Further, there will be some higher latency, lower bandwidth backup connections in physically diverse locations, as well... again, BGP needs to announce changes to my provider(s) that reflect my internal connectivity.

DrLove73
08-12-2008, 01:16 AM
I failed to understand your actual question/problem. What is your exact concern?

tog
08-12-2008, 09:29 AM
I can't really provide much in the way of expert BGP advice, if you're going to announce a /23, I'm not sure how you'd get quagga's bgpd to announce or stop announcing that /23 based on what's going on with your IGP. A straight simple redistribute routes from kernel (plus proper filters for bgpd so you only announce what you're supposed to...) wouldn't really be the answer since your IGP isn't going to have one route for the /23, it's most likely just going to have smaller networks inside the /23.

Beebe
08-13-2008, 10:50 PM
Several issues here - I hope I can get my head around them since I've had a few drinks...

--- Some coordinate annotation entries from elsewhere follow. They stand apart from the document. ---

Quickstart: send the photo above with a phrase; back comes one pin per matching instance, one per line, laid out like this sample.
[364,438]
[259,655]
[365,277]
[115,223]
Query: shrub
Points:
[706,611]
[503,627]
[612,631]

1. BGP normally only advertises /24 or larger blocks in order to keep the Internet routing table below a certain size (what 256Mb or something these days?) filtered by your upstream provider.

2. OLSR doesn't interface with BGP.

3. OSPF does interface with BGP.

So if you have a larger than /24 - say a /23 then you could have one half of the /24s on one end of the network with one provider, and the other half of the /24s on the other end of the network with the other provider. Then you could use OSPF routing over the network.

You could in theory have a tower hit by lightning / tornado/ power outage in the middle of your network and have it only effect that one tower and all of the others find and route to and from the Internet through whichever gateway it can reach.

This is not possible with OLSR because it doesn't talk with BGP. If you loose a link in the middle of your network, BGP would be unaware of it and it would still be advertising ALL of your class C blocks - even the ones it can no longer route packets to.

I hope this makes sense. Otherwise I might be able to explain it better tomorrow - or see the error in my ways.

Thanks,
Roger

Mark
08-16-2008, 12:54 AM
Ok, we're on the same wavelength then.

As far as advertising small blocks... please note, that for t he moment, my provider and I will use a PRIVATE ASN, and my routes are only broadcast to him. Nobody else.

Beebe
08-16-2008, 08:25 AM
Aha! I'm using diverse providers, so I don't have that luxury. I guess you're stuck with OSPF instead of OLSR?

I'm also finding a problem with the bridging. I wanted to do lonnie's suggestion of running VDS tunnels back to the NOC. But that's kind of inefficient when it comes to BGP through diverse providers. Traffic might end up coming in through one NOC then traversing my backbone to the other NOC where the VDS server is, before traversing the backbone again to get to the client. Also it wouldn't fail-over should I loose a tower. Only option would be to put a server at each tower, but that is impractical due to cost/power/AC/security concerns. And you loose the ability of the saved IP addresses since you end up with bunches of public subnets everywhere again.

There are so many good solutions to solve certain problems, but you always end up sacrificing something else. I've been pushing to get my network multi-homed with my own IP space for years and there's always something stopping me.

I guess my dream of having no single point of failure and an extremely scalable network will have to remain just a dream?

Thanks,
Roger

Beebe
08-16-2008, 08:35 AM
Sorry, I have been reading the thread as it developed and I just read over the whole thread again and i'd missed quite a few things. I'll do a bit more studying.